In September 2023, the month before Marianne Boswell, 72, bought a 19th-century colonial with a second-floor deck and an out-of-use cottage in downtown Wellfleet, a third-party inspector hired by her insurer, ShoreOne, visited to take interior and exterior pictures.

After the inspection, Boswell’s agent at Benson, Young & Downs relayed an ultimatum from ShoreOne: replace the damaged balusters on the railing within 45 days or “a notice of cancellation could be sent.”

Boswell fixed the railing — but when she started making repairs to the cottage, ShoreOne dumped her anyway, she said. In January 2024, her agent proposed an alternative: coverage through Lloyd’s of London, the world’s largest insurance marketplace composed of different syndicates that underwrite a multitude of policies.

Property owners on the Cape are increasingly resorting to Lloyd’s, which tends to be expensive, Sidoti and Logan said. Boswell’s annual premium is now $7,248.

Lloyd’s is also a “non-admitted” insurer in Massachusetts, meaning it lacks a state license and can’t participate in the normal market. It’s allowed to cover risky properties that licensed insurers have rejected — but those policies aren’t guaranteed by the state insolvency fund, Logan said.

“If the syndicate for Lloyd’s goes bankrupt, you can’t go to the state for help,” she said. Agents sometimes “have no choice” besides Lloyd’s, she said. “We have no companies that want to write around here.”
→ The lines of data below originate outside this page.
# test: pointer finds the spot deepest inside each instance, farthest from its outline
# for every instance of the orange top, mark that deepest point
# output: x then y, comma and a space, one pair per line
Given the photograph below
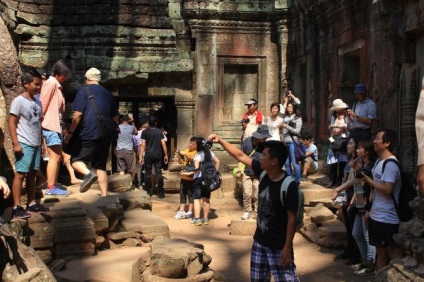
53, 104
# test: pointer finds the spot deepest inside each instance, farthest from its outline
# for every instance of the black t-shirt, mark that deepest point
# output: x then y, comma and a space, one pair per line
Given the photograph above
271, 226
153, 137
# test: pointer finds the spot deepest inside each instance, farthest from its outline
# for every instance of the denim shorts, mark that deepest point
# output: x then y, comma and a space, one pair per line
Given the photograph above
29, 160
53, 138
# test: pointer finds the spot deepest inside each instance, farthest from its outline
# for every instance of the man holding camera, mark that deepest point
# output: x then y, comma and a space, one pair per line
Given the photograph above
253, 147
251, 119
361, 115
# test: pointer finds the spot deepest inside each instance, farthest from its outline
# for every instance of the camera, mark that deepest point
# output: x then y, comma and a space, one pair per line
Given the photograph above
365, 170
207, 144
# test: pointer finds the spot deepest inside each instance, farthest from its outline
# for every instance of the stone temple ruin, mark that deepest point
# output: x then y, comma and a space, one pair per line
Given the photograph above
196, 62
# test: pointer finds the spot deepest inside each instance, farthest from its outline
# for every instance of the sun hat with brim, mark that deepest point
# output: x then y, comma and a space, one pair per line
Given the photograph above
251, 101
338, 104
262, 132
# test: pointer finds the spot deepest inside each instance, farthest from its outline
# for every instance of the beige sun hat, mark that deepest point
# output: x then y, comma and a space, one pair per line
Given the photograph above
339, 104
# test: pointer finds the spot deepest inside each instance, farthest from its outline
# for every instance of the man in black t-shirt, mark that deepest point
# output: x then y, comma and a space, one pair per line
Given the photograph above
272, 250
152, 142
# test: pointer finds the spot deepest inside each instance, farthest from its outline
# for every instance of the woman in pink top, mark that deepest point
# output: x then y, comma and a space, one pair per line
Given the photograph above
53, 104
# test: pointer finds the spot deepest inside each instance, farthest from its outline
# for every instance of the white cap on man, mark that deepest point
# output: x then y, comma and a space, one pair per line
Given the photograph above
93, 74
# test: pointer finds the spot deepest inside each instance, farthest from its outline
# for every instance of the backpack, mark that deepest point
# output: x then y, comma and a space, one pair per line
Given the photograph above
407, 193
301, 199
211, 178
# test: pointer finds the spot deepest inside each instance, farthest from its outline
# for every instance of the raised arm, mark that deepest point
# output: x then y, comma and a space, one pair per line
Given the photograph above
232, 150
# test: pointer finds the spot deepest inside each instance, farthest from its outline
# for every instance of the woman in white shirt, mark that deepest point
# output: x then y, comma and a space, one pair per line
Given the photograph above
274, 122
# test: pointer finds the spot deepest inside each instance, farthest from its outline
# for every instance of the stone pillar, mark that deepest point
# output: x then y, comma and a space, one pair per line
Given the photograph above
185, 122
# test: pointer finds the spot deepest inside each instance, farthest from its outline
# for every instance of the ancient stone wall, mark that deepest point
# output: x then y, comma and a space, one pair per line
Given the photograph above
333, 46
183, 50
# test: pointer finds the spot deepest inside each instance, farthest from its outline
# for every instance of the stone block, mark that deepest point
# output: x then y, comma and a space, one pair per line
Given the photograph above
176, 258
42, 237
310, 232
243, 227
149, 225
333, 229
111, 265
313, 192
319, 214
101, 222
63, 250
78, 229
118, 236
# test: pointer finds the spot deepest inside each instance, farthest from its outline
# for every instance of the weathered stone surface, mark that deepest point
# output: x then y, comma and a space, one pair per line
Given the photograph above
116, 183
332, 229
243, 227
206, 276
122, 235
319, 214
111, 265
149, 225
310, 232
135, 199
176, 258
313, 192
27, 257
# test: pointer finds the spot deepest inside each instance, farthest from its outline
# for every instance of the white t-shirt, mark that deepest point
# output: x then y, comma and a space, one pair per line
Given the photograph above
274, 127
383, 209
29, 114
200, 156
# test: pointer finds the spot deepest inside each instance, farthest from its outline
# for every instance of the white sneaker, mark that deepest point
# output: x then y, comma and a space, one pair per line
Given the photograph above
180, 215
245, 216
188, 215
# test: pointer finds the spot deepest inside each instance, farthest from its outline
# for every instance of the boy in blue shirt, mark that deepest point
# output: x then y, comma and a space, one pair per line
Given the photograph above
25, 131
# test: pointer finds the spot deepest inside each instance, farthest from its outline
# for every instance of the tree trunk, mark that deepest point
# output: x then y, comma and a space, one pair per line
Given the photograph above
10, 87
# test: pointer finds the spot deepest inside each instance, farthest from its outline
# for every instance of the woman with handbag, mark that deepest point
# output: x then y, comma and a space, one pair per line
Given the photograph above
337, 152
292, 125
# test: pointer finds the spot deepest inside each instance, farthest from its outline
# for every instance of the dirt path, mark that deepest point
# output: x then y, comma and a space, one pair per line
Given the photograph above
231, 253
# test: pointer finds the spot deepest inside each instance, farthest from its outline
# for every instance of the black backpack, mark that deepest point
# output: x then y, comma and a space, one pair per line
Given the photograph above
283, 192
407, 193
211, 178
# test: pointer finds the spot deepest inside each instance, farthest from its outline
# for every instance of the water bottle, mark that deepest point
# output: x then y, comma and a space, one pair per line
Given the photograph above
359, 192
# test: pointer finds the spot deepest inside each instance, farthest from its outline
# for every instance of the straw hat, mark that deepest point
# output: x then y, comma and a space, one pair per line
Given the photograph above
338, 104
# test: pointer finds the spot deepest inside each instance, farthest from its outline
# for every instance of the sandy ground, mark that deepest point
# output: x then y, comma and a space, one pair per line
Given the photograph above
231, 253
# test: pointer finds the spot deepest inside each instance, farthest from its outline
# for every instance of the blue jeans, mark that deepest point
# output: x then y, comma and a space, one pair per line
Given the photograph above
291, 161
360, 233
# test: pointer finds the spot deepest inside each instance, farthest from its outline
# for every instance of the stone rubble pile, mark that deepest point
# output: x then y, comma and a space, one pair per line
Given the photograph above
89, 238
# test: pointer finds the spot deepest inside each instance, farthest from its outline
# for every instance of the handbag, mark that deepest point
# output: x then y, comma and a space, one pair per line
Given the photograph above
106, 128
340, 200
299, 150
339, 144
243, 166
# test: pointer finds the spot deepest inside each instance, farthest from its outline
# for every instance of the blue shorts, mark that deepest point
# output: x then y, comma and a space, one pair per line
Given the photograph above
264, 261
29, 160
53, 138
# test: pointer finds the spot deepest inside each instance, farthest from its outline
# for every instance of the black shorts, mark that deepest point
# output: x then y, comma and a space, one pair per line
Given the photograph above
95, 152
381, 234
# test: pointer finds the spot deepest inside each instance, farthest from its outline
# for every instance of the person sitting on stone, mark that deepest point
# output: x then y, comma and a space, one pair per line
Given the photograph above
251, 119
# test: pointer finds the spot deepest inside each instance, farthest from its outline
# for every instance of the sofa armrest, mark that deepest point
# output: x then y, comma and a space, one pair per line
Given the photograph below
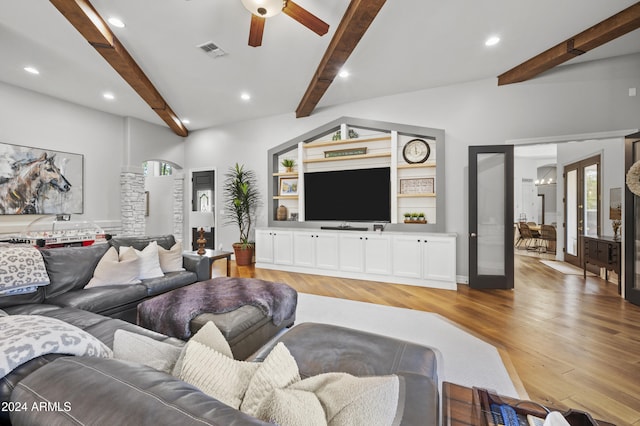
198, 264
93, 391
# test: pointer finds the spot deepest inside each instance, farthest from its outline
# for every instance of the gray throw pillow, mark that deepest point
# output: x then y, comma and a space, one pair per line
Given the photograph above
145, 350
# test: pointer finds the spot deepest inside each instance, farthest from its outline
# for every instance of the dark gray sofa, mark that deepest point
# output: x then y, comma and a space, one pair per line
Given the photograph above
71, 268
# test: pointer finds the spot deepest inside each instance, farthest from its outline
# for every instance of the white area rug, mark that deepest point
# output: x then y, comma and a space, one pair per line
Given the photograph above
463, 358
565, 268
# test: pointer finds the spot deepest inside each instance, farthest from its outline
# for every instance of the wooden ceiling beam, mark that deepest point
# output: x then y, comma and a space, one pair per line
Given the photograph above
611, 28
354, 24
86, 20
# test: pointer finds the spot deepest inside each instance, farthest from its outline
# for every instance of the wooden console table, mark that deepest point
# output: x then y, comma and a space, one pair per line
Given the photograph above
460, 409
604, 252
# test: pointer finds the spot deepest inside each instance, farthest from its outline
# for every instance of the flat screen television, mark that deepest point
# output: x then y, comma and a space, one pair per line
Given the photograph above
361, 195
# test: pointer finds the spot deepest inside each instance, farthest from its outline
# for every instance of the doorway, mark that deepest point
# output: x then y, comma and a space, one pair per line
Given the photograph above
491, 217
202, 214
582, 209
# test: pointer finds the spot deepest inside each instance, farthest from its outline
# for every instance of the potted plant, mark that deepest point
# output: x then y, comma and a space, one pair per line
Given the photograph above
288, 164
241, 200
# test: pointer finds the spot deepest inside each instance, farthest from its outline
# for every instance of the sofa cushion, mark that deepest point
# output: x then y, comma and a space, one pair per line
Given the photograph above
22, 299
169, 281
71, 268
140, 242
101, 299
232, 324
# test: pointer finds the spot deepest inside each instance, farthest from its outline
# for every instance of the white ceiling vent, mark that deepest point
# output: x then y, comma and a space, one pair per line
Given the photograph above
211, 49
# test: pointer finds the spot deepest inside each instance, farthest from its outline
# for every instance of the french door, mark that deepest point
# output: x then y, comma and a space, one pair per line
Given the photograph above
491, 216
582, 199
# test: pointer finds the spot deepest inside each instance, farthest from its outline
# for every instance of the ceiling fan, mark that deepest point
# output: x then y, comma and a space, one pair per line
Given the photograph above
262, 9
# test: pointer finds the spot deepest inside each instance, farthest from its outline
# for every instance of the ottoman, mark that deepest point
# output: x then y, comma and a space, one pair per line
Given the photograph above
248, 311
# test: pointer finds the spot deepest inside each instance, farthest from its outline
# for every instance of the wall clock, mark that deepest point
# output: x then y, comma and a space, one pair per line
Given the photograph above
416, 151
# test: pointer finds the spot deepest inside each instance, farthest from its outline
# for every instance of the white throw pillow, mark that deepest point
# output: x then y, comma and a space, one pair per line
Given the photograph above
217, 375
277, 371
210, 336
350, 400
336, 399
145, 350
171, 260
116, 270
149, 260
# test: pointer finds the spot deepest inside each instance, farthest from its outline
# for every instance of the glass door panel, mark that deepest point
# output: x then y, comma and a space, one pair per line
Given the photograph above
631, 227
591, 196
572, 212
491, 216
491, 220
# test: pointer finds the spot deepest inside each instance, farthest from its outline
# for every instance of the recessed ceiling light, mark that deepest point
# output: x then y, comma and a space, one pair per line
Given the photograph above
116, 22
492, 41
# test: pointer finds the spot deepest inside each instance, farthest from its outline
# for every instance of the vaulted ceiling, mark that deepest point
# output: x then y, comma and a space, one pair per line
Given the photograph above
410, 45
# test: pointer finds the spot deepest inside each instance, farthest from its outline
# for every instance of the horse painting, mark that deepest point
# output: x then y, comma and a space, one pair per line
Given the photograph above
28, 187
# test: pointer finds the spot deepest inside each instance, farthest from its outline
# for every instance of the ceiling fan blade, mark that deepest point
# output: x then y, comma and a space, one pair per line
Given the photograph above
256, 30
306, 18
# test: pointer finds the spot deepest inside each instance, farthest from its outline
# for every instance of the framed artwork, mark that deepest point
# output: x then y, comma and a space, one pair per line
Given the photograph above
417, 186
40, 181
288, 186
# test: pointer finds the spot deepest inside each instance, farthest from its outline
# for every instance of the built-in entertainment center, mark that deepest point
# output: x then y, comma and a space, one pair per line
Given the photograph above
364, 199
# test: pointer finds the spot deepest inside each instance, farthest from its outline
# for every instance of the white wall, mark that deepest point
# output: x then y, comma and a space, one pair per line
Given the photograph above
160, 219
591, 97
109, 144
31, 119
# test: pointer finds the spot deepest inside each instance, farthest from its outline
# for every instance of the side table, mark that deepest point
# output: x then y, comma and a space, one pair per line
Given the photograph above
214, 255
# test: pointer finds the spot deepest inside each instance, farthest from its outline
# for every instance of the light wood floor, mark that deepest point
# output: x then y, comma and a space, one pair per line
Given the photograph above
573, 343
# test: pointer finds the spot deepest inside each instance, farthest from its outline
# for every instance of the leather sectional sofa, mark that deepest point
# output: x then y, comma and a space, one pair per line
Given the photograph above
71, 268
100, 391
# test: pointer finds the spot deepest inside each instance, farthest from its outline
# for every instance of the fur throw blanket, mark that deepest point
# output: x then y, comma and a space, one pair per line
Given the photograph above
25, 337
170, 313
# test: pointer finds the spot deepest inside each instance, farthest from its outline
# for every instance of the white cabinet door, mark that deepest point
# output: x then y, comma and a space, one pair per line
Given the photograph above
304, 249
326, 250
377, 254
407, 256
282, 247
351, 252
264, 246
439, 259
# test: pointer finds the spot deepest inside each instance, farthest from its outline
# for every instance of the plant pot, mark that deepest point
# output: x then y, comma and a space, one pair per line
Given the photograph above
244, 254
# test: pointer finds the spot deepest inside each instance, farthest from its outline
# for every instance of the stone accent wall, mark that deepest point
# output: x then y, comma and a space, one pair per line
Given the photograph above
132, 201
178, 206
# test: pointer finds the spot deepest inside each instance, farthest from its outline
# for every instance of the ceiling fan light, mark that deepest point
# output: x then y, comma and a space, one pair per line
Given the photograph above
264, 8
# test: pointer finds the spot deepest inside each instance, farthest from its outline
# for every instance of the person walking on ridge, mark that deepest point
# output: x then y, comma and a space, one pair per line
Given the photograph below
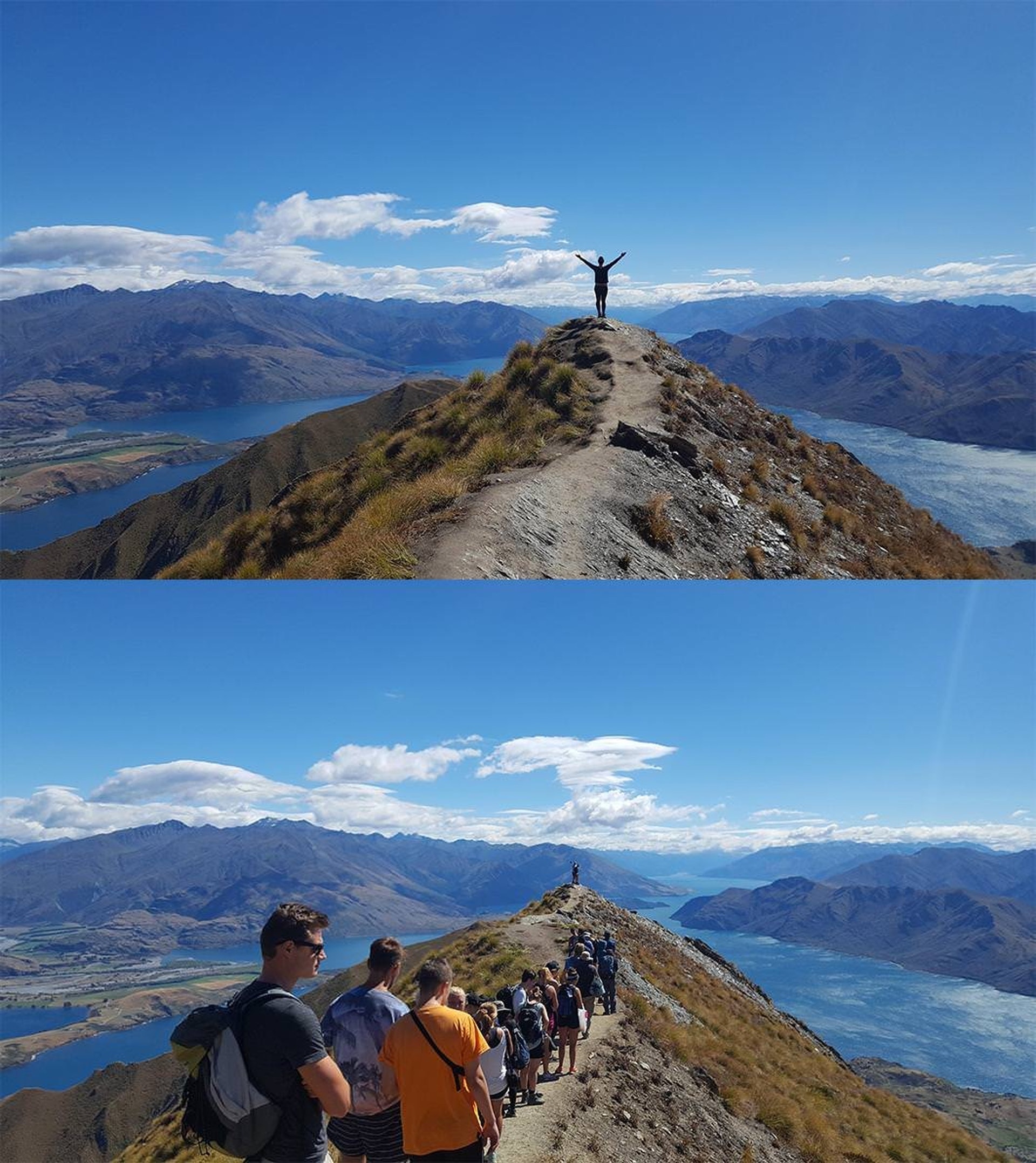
600, 280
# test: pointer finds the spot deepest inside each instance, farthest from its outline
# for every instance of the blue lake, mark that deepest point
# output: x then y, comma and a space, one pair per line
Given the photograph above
71, 1064
70, 514
342, 953
965, 1032
19, 1022
985, 494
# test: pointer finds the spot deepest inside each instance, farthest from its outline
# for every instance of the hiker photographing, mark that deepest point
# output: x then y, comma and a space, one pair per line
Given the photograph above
600, 280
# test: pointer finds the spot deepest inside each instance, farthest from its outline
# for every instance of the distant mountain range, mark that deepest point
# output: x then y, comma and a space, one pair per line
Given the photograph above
933, 325
1012, 875
952, 911
980, 399
170, 886
816, 861
952, 932
84, 354
152, 534
728, 314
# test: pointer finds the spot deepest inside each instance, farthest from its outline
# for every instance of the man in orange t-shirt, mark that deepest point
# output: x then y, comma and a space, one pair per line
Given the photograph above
434, 1053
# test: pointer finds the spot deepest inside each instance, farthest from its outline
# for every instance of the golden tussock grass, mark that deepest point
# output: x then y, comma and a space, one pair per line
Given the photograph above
359, 518
652, 522
770, 1071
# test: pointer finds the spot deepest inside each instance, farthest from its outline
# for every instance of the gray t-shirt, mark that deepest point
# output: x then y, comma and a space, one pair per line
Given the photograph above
277, 1038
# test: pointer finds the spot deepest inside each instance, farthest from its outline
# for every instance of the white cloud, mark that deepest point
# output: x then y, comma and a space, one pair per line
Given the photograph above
613, 810
771, 813
302, 216
269, 255
354, 763
958, 269
192, 782
493, 222
101, 246
580, 763
62, 813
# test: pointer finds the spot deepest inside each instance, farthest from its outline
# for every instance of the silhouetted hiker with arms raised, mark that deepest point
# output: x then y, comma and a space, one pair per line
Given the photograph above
600, 280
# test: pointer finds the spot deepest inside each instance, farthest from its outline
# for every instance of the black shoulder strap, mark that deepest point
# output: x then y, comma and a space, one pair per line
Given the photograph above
459, 1071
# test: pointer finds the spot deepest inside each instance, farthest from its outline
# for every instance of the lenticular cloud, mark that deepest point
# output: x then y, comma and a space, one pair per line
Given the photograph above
580, 763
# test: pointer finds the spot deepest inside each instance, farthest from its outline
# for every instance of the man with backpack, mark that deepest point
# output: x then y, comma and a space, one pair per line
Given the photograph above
607, 969
434, 1053
354, 1031
282, 1044
531, 1022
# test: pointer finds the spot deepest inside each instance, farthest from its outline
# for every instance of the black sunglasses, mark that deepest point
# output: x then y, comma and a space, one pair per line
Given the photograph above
316, 946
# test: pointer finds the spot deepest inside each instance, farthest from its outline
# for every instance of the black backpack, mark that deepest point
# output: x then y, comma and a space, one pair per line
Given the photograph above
567, 1002
530, 1024
222, 1108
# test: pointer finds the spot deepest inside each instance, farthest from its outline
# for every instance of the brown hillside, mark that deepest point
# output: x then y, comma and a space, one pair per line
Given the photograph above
159, 531
698, 1064
640, 464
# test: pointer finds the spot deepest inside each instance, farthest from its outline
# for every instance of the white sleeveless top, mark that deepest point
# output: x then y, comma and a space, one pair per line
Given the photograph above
493, 1066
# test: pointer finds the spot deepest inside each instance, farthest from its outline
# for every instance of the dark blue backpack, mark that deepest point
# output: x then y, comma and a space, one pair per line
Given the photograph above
520, 1059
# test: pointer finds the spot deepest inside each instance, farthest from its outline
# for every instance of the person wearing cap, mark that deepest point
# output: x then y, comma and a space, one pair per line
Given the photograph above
587, 970
570, 1003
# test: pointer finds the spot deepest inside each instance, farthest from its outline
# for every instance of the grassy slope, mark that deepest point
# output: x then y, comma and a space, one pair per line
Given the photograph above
765, 1069
356, 519
159, 531
817, 491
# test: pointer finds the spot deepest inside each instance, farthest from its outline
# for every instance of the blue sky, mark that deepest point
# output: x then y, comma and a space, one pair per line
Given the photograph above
467, 151
622, 716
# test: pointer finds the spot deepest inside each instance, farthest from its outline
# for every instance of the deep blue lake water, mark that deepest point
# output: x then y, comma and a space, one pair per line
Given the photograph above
19, 1022
985, 494
965, 1032
71, 1064
341, 951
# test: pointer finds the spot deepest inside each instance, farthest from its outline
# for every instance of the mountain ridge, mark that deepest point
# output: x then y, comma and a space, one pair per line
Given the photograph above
980, 399
170, 886
602, 453
942, 931
698, 1064
74, 356
154, 533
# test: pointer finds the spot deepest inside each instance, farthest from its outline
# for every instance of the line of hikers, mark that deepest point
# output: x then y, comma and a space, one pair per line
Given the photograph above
431, 1082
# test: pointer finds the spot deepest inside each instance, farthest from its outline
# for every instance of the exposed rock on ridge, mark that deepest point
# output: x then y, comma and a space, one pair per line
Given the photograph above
732, 490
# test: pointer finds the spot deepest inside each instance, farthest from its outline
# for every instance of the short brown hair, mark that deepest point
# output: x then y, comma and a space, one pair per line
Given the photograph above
434, 974
386, 953
291, 921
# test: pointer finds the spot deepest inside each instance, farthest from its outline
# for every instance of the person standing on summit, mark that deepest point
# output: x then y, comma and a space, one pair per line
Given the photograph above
600, 280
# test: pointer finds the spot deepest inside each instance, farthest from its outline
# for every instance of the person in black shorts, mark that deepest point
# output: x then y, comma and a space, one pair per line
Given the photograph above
600, 288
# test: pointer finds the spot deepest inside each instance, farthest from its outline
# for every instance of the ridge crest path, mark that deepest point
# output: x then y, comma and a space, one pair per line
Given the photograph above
556, 520
600, 1112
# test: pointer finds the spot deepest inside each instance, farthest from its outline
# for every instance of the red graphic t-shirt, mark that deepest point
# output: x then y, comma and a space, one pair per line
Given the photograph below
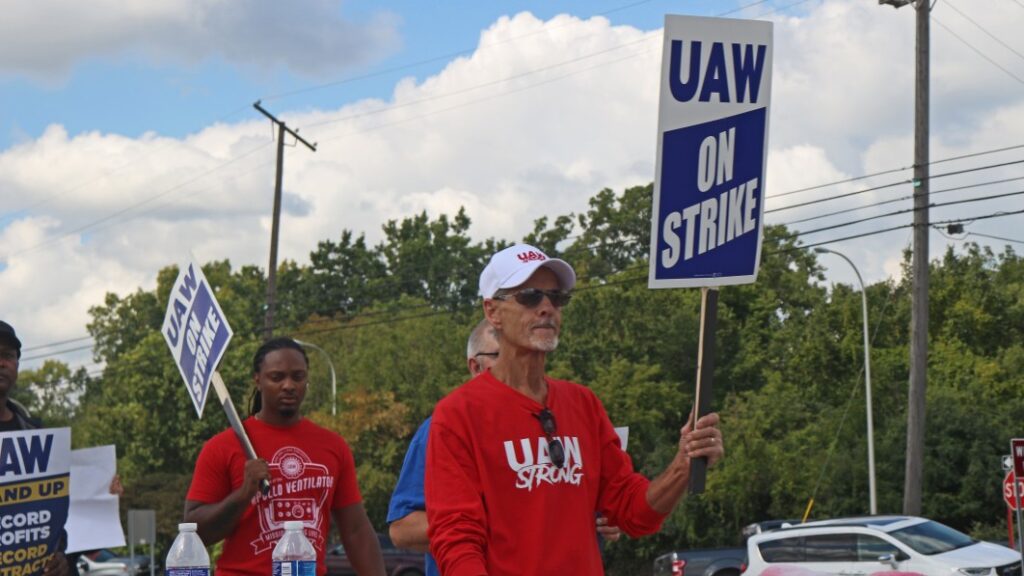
496, 502
311, 474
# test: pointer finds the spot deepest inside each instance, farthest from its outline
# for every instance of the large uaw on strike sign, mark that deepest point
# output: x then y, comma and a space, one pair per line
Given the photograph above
35, 477
713, 133
197, 332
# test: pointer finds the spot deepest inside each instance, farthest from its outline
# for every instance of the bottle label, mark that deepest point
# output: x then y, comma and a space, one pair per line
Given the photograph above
295, 568
193, 571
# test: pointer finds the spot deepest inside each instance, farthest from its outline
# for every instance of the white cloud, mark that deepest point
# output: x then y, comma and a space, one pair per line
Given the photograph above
46, 38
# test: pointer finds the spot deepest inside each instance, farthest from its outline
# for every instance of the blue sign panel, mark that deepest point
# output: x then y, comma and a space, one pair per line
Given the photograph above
713, 133
35, 483
197, 332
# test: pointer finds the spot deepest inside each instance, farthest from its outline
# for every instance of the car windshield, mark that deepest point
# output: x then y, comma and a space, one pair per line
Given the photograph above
932, 537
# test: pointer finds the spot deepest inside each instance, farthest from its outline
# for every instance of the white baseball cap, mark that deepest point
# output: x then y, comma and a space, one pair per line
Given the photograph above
515, 264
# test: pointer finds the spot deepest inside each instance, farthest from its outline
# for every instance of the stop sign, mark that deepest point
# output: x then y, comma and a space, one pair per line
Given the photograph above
1008, 490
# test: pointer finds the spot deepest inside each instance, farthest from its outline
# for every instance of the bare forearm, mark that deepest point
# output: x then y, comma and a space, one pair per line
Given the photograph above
216, 522
359, 539
705, 442
411, 532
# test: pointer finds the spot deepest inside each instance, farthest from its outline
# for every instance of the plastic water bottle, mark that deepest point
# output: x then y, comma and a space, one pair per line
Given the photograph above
294, 556
187, 554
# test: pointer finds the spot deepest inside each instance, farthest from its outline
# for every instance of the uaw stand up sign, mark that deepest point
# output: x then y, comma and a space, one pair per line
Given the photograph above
712, 150
35, 477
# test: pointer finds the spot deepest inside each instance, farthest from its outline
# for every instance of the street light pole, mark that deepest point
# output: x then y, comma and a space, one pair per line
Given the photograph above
334, 378
867, 382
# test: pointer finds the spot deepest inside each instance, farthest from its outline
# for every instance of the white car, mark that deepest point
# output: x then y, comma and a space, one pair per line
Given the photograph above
866, 545
105, 563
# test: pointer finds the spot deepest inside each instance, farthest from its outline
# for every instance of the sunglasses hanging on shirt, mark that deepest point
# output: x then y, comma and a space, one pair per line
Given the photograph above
555, 449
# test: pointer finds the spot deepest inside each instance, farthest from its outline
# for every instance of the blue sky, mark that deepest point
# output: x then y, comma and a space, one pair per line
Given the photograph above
128, 140
128, 92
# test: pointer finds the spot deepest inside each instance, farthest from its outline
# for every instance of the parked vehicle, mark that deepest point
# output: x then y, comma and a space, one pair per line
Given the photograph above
701, 562
877, 544
397, 562
107, 563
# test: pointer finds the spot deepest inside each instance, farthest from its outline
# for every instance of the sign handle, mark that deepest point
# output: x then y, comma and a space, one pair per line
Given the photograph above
706, 369
232, 417
1020, 526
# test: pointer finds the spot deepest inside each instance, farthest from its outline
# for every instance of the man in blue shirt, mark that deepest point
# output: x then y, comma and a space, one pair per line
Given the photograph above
407, 513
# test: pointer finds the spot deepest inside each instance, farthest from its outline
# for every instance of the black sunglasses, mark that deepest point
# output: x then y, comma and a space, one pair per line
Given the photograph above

Boswell said she was never told that her new insurer wasn’t licensed in Massachusetts.

Local insurance broker Fireside Insurance declined to comment for this story. Benson, Young & Downs didn’t respond to multiple interview requests.

Logan, who still insures clients in Truro and Provincetown, spoke to the Independent on the condition that her company not be named. Agencies are “afraid of retribution” from insurance companies that may drop them, she said.